- Born: 20. century

Academic background
- Alma mater: University of Auckland
- Thesis: Motor cortex inhibition in focal hand dystonia (2003);

Academic work
- Institutions: University of Auckland

= Cathy Stinear =

New Zealand neuroscience professor

Cathy Maree Stinear is a New Zealand clinical neuroscientist, and is a full professor at the University of Auckland, specialising in stroke rehabilitation and techniques for prediction of stroke recovery. She was appointed Chair of the Neurological Foundation of New Zealand in 2021, and is the first woman to chair the organisation.

==Academic career==
Stinear did not want to go to university, and left school during her final year. She then trained as a pilot, and worked as a flying instructor. At age 23 Stinear began studying at the New Zealand College of Chiropractic and entered private practice upon graduation with a BSc in Chiropractic. She simultaneously completed a BSc in Physiology at the University of Auckland.

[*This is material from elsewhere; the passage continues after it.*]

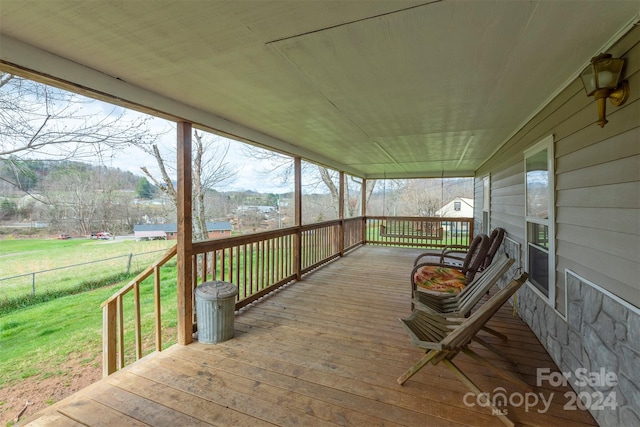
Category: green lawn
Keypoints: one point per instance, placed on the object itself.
(36, 340)
(88, 260)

She then pursued her interests in neuroscience by enrolling in a MSc at the University of Auckland. Stinear followed this with a PhD titled Motor cortex inhibition in focal hand dystonia also at Auckland. Stinear then joined the faculty of the University of Auckland, rising to full professor in 2019. Stinear is Director of the Clinical Neuroscience Laboratory in the Department of Medicine, and conducts clinical research within the Auckland District Health Board’s Stroke Unit. She is also Pro-Vice Chancellor Equity at the university. Stinear chaired the Neurological Foundation's science advisory committee for four years, and was appointed Chair of their Council in 2021, following on from Dr Barry Snow. She is the first woman to chair the foundation.

Stinear's postdoctoral research focused on stroke rehabilitation, and she has continued to work in this area, using neurophysiological and neuromodulation techniques to work directly with patients, and to make individualised predictions for stroke recovery.